Manish - Thank you for taking the time to reply, that's a very comprehensive answer and would likely be very helpful in most cases.  However we're utilizing TLS with our ISP and unfortunately due to that our next hop is our routing endpint in Anchorage on our own equipment.  This is a point to point link also, not an internet circuit, so I believe the 10Mb is guaranteed at each demarc.

Your suggestion of using mtr may be useful, however.  It seems as if my only recourse for saturating and testing the link is to use machines on the LAN side of each endpoint, as opposed to a test between the two Cisco routers.

Thanks again for the response, it's much appreciated.

Justin

gerald.suiza
Level 1
Level 1

hi,

it seems strange to me that the ISP wants to test throughput with a link that is in non production with a packet loss issue. i assume there is no traffic traversing the link since it is in non prod. if there is packet loss have the basics been checked like errors, speed and duplex settings etc? is there qos on the interface and how does packet loss present itself? when you do a normal ping does it have packet loss? those are the questions that come to mind.

that aside, you can saturate a link by telnetting into the routers with multiple sessions and with each session you can ping the far end device using large size pings (something like size 15000 to 18024) and using timeout 0. dont be alarmed when you see dots on your pings (example: ................................... something like this). that is normal. you can then check the load of the interface when you do the ping if it gets saturated.

hth

Hello Gerald,

While this being one of the easiest and most practical for WAN bandwidth testing I would like to emphasize that it can be CPU intensive.

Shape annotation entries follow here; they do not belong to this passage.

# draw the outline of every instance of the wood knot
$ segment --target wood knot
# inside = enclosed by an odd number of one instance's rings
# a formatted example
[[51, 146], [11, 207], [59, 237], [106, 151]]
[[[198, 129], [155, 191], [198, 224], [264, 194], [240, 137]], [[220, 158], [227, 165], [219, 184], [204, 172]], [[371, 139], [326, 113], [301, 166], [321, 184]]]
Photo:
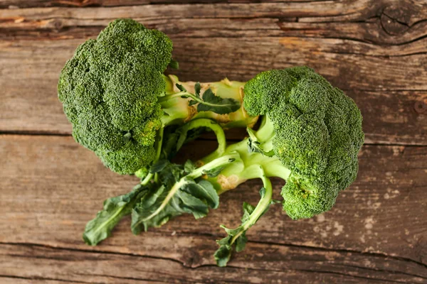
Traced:
[[426, 104], [424, 102], [416, 102], [413, 105], [413, 108], [418, 114], [427, 113], [427, 104]]
[[381, 15], [381, 24], [387, 33], [401, 35], [411, 28], [411, 18], [416, 13], [413, 9], [407, 6], [388, 6]]
[[55, 28], [55, 29], [56, 31], [60, 30], [63, 26], [62, 21], [60, 21], [59, 19], [54, 20], [53, 23], [53, 27]]

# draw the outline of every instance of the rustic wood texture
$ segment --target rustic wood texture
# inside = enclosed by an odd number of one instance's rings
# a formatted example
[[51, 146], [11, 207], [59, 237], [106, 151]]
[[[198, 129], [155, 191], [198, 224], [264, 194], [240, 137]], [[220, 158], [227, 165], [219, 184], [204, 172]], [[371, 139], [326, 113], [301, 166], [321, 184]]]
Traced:
[[[0, 283], [427, 283], [427, 1], [249, 2], [0, 0]], [[211, 256], [218, 225], [238, 224], [258, 181], [224, 194], [204, 219], [137, 236], [127, 219], [101, 245], [85, 245], [102, 201], [137, 180], [73, 141], [56, 83], [75, 48], [118, 17], [169, 36], [183, 80], [315, 68], [362, 110], [357, 180], [311, 219], [272, 207], [226, 268]], [[198, 141], [179, 159], [214, 147]]]
[[[215, 147], [196, 143], [204, 151]], [[187, 157], [203, 153], [194, 145], [185, 150]], [[223, 235], [217, 225], [236, 225], [241, 203], [256, 202], [260, 182], [227, 192], [218, 209], [197, 221], [181, 216], [135, 236], [127, 219], [93, 248], [81, 241], [86, 221], [135, 178], [105, 168], [70, 137], [2, 136], [0, 151], [9, 177], [0, 180], [0, 275], [83, 283], [261, 283], [266, 273], [283, 283], [427, 280], [426, 147], [364, 146], [359, 178], [333, 210], [292, 221], [272, 207], [228, 268], [216, 268], [212, 257]]]
[[62, 66], [110, 21], [132, 17], [172, 38], [184, 80], [247, 80], [308, 65], [364, 106], [367, 143], [427, 145], [426, 7], [364, 0], [0, 10], [0, 131], [69, 134], [56, 95]]

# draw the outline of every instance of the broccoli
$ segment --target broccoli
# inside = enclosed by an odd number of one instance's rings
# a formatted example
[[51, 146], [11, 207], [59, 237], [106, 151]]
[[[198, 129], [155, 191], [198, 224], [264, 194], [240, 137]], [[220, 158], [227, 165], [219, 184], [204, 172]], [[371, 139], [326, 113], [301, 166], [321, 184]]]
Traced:
[[[248, 180], [260, 178], [263, 187], [257, 206], [244, 203], [241, 225], [233, 229], [223, 226], [228, 236], [218, 241], [220, 248], [215, 258], [223, 266], [234, 247], [237, 251], [244, 248], [246, 231], [271, 204], [279, 202], [273, 200], [270, 178], [286, 180], [281, 203], [292, 219], [310, 218], [330, 209], [338, 193], [355, 180], [357, 153], [364, 142], [362, 118], [356, 104], [342, 91], [312, 69], [297, 67], [262, 72], [247, 82], [244, 92], [247, 111], [262, 116], [258, 129], [248, 128], [248, 138], [228, 146], [223, 131], [217, 130], [218, 148], [199, 161], [200, 168], [186, 164], [186, 173], [179, 175], [174, 184], [164, 182], [161, 178], [165, 195], [159, 197], [162, 195], [157, 194], [154, 204], [142, 198], [135, 204], [134, 233], [141, 231], [138, 226], [144, 225], [144, 229], [157, 226], [170, 217], [188, 212], [185, 208], [173, 212], [162, 209], [189, 185], [208, 181], [221, 194]], [[182, 127], [206, 124], [196, 120]], [[185, 136], [186, 131], [181, 135]], [[154, 190], [152, 194], [159, 189]], [[198, 217], [197, 212], [189, 212]]]
[[198, 118], [223, 127], [256, 121], [240, 103], [243, 82], [201, 84], [164, 75], [177, 65], [172, 51], [163, 33], [117, 19], [80, 45], [61, 72], [58, 97], [73, 136], [116, 173], [146, 175], [167, 126]]
[[[222, 226], [227, 236], [215, 258], [224, 266], [270, 205], [281, 203], [292, 219], [332, 208], [357, 177], [364, 138], [352, 99], [307, 67], [263, 72], [247, 83], [179, 82], [164, 74], [177, 66], [172, 50], [160, 31], [118, 19], [62, 70], [58, 97], [75, 141], [112, 170], [141, 178], [130, 192], [105, 200], [86, 226], [87, 244], [107, 238], [127, 214], [134, 234], [184, 213], [203, 217], [218, 207], [219, 194], [260, 178], [258, 204], [243, 203], [241, 226]], [[248, 137], [227, 146], [223, 129], [231, 127], [246, 127]], [[206, 129], [218, 139], [214, 152], [196, 163], [170, 161]], [[286, 181], [283, 201], [273, 200], [273, 177]]]

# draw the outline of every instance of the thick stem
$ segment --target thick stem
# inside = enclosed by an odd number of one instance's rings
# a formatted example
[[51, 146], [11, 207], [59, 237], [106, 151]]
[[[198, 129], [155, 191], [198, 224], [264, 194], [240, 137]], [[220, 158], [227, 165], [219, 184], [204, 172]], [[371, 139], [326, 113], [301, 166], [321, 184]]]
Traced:
[[[181, 124], [191, 119], [211, 119], [216, 121], [223, 128], [252, 127], [256, 123], [258, 116], [251, 116], [245, 110], [243, 105], [244, 82], [229, 81], [224, 79], [220, 82], [201, 83], [203, 94], [211, 89], [214, 93], [222, 98], [231, 98], [241, 103], [241, 108], [237, 111], [227, 114], [218, 114], [212, 111], [197, 111], [197, 104], [189, 106], [191, 99], [199, 101], [194, 94], [194, 82], [179, 82], [174, 75], [164, 76], [167, 83], [166, 96], [159, 98], [159, 103], [163, 110], [169, 114], [162, 118], [164, 126]], [[181, 84], [187, 92], [181, 92], [176, 84]], [[181, 96], [187, 96], [182, 98]]]
[[255, 209], [253, 209], [253, 212], [252, 212], [249, 216], [249, 219], [242, 223], [242, 224], [239, 226], [240, 231], [233, 236], [231, 244], [233, 244], [237, 238], [238, 238], [242, 234], [255, 224], [261, 215], [264, 214], [264, 212], [270, 207], [271, 198], [273, 197], [273, 187], [271, 186], [271, 182], [265, 176], [265, 173], [261, 167], [259, 168], [258, 173], [260, 174], [259, 178], [263, 181], [263, 185], [264, 185], [264, 188], [265, 190], [264, 192], [264, 195], [261, 197], [256, 205], [256, 207], [255, 207]]
[[[226, 140], [226, 134], [224, 133], [224, 131], [215, 121], [207, 119], [194, 119], [190, 121], [189, 123], [185, 124], [183, 126], [183, 133], [179, 138], [179, 143], [181, 144], [184, 141], [186, 138], [186, 135], [189, 131], [197, 129], [199, 127], [206, 127], [210, 129], [211, 131], [215, 133], [215, 136], [216, 136], [216, 140], [218, 141], [218, 148], [215, 151], [211, 153], [210, 155], [212, 155], [212, 159], [214, 160], [214, 157], [219, 157], [226, 152], [226, 148], [227, 146], [227, 141]], [[209, 156], [206, 157], [206, 158], [209, 159]]]
[[[260, 142], [261, 146], [273, 145], [274, 128], [269, 119], [265, 119], [258, 131], [253, 133]], [[236, 188], [247, 180], [259, 177], [259, 168], [262, 167], [266, 177], [277, 177], [283, 180], [288, 179], [290, 170], [284, 165], [275, 155], [268, 156], [261, 153], [249, 153], [248, 151], [248, 138], [228, 146], [223, 155], [236, 152], [239, 158], [233, 164], [224, 168], [216, 178], [208, 180], [214, 185], [218, 193]], [[202, 163], [210, 163], [221, 155], [214, 152], [202, 158]]]

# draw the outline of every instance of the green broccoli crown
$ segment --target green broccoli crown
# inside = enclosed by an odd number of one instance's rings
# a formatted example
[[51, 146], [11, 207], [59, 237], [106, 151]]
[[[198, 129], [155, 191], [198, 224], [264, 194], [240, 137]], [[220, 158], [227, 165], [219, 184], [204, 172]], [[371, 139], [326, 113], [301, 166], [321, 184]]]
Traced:
[[282, 190], [292, 219], [329, 210], [356, 178], [362, 114], [342, 91], [307, 67], [270, 70], [245, 86], [244, 106], [273, 121], [273, 149], [291, 175]]
[[117, 173], [133, 173], [154, 158], [172, 50], [163, 33], [117, 19], [80, 45], [61, 72], [58, 97], [73, 137]]

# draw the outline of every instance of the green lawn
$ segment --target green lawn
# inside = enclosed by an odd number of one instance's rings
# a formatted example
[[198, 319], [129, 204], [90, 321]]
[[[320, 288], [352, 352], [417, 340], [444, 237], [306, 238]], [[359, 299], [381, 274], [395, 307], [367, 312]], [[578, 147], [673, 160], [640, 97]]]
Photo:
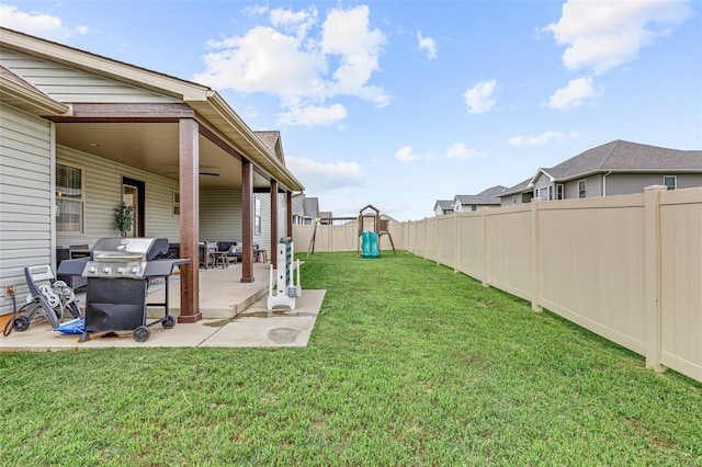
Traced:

What i have seen is as soon as tried with size18000/timeout 0 CPU jumped to over 50% of an aggregated services router.

    211111111155555511111111111111111111111111111111111111111111
      788888888889889887888888887878788878888887888888888877888888
  100                                                          
   90                                                          
   80                                                          
   70                                                          
   60           ******                                         
   50           *####*                                         
   40           *#####                                         
   30 *         ######                                         
   20 ##########################################################
   10 ##########################################################
     0....5....1....1....2....2....3....3....4....4....5....5....6
               0    5    0    5    0    5    0    5    0    5    0
               CPU% per minute (last 60 minutes)
              * = maximum CPU%   # = average CPU%

So my suggestion would be that care should be taken while testing router to router WAN in production (even if the link uner test is off production).